In the ever-evolving landscape of artificial intelligence, DeepSeek has made a significant impact with its recent minor upgrade to the DeepSeek R1 model. This blog post delves into the installation and testing of the DeepSeek R1 0528 Qwen3 8B, a distilled reasoning model that showcases impressive performance despite its smaller size.
Understanding the Model
The DeepSeek R1 0528 Qwen3 8B is a distilled version of the larger DeepSeek R1 0528 model. Distilled models are created through a process known as knowledge distillation, where the capabilities of a larger, more powerful “teacher” model are transferred to a smaller “student” model. This allows the student model to maintain much of the performance of its larger counterpart while being more computationally efficient and easier to deploy.
The base DeepSeek R1 0528 model is a large-scale reasoning system that excels in math, programming, and logical reasoning tasks. The distillation process preserves and enhances the reasoning depth of the original model, packaging it into a more accessible 8 billion parameter architecture.
Installation Process
For this installation, we used an Ubuntu system equipped with an Nvidia RTX A6000 GPU featuring 48GB of VRAM.
We used a Python script to install the webUI version of the AI.
You can use Ollama to run this model, or with LM Studio, which is a GUI-based tool. You can go to Hugging Face to learn more about the installation.
Downloading the Model

To download the model, we utilized a script from the Text Generation Web UI directory. The model is freely available under an Apache 2 license, making it accessible without any cost. The download process revealed two shards of the model, which we waited to complete before proceeding.
Serving the Model
Once downloaded, the model was served using vLLM. The system automatically detected our GPU and started the model on the Web. Accessing the model through the Text Generation Web UI allowed us to interact with it via a web browser.

Testing the Model
Upon loading the model, we adjusted the temperature parameter to 6, as recommended by DeepSeek, to optimize the model’s output. We also set a custom system message to enhance the interaction experience.

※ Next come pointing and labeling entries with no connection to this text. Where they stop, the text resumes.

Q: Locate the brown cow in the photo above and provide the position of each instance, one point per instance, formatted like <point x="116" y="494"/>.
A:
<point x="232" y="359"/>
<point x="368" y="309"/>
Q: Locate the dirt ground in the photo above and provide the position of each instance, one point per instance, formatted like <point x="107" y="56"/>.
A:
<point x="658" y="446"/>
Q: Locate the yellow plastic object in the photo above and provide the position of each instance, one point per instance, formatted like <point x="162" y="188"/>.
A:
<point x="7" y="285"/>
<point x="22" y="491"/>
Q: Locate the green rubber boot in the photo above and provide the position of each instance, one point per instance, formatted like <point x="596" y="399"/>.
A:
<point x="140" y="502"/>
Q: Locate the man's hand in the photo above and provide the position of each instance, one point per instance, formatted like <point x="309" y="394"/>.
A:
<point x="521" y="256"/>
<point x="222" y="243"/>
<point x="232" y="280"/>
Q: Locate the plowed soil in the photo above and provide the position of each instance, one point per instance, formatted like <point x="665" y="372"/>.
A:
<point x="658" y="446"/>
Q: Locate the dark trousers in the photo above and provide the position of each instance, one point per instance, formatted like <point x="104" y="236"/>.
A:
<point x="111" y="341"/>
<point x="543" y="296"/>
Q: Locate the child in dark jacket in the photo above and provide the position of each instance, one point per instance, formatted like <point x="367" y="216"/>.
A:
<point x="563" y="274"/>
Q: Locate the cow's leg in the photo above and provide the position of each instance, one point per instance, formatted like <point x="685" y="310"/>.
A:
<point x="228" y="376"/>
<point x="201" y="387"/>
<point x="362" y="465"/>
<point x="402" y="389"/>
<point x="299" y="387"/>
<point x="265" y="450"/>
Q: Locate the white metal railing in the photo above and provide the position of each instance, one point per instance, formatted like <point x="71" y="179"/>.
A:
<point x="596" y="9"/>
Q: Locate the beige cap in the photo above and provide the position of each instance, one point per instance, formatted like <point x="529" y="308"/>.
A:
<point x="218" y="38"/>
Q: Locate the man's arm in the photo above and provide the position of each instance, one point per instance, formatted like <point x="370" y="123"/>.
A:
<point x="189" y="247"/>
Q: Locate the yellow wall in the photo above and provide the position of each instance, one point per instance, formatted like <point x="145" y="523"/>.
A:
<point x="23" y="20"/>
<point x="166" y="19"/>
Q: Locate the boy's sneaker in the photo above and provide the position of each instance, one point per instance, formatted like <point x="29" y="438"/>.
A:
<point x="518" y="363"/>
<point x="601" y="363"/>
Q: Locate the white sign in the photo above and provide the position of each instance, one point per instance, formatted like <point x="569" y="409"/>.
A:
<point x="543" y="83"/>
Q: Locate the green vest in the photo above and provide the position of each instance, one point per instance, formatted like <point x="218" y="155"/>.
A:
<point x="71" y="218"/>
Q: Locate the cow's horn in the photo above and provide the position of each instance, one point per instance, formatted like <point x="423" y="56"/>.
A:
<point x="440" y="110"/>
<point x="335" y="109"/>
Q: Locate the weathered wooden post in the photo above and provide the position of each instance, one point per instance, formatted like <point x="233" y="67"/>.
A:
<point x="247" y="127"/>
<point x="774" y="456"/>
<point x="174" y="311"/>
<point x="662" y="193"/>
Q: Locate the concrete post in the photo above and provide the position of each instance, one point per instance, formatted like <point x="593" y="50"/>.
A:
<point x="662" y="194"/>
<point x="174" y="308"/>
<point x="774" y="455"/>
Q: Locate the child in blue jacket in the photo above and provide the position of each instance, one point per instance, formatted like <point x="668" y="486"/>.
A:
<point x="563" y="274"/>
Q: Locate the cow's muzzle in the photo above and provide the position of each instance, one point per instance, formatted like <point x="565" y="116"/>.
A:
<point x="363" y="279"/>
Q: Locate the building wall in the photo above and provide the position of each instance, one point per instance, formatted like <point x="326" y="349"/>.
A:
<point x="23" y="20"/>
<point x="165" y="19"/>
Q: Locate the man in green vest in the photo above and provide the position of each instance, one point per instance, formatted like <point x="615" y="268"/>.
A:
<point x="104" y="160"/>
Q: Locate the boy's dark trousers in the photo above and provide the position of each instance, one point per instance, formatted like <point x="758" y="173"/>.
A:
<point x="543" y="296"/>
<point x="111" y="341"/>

Logical Reasoning and Math Tasks
We tested the model with a complex problem involving the optimization of widget production across multiple factories. The model demonstrated its ability to break down the problem into manageable components, perform multi-step reasoning, and provide a comprehensive solution that addressed the uncertainty in demand.
Coding Challenges
Next, we presented the model with a coding challenge involving identifying and fixing a subtle bug in a code snippet. The model showcased its systematic analysis capabilities, breaking down the problem and exploring various potential solutions. Despite not finding a bug (as there was none), the model provided insightful analysis and suggestions for improvement.
Real-World Problem Solving
Finally, we posed a real-world problem involving dating advice. The model handled the query with sensitivity and insight, acknowledging the user’s request while subtly pointing out the unrealistic nature of the expectations. It offered practical advice on how to approach the situation, emphasizing shared interests and confidence-building.
Conclusion
The DeepSeek R1 0528 Qwen3 8B model, despite its smaller size, retains the advanced reasoning capabilities of its larger counterpart. Through knowledge distillation, it achieves remarkable performance across a range of tasks, from logical reasoning and math to coding and real-world problem-solving. Its efficiency and effectiveness make it a compelling choice for those looking to deploy AI solutions with reduced computational overhead.
Whether you’re a developer, researcher, or enthusiast, the DeepSeek R1 0528 Qwen3 8B offers a powerful tool for tackling complex problems. As AI continues to advance, models like this one will play a crucial role in democratizing access to cutting-edge technology.
If you’re interested in trying out the DeepSeek R1 0528 Qwen3 8B, follow the steps outlined above to install and test it locally. The experience might just surprise you with its depth and versatility.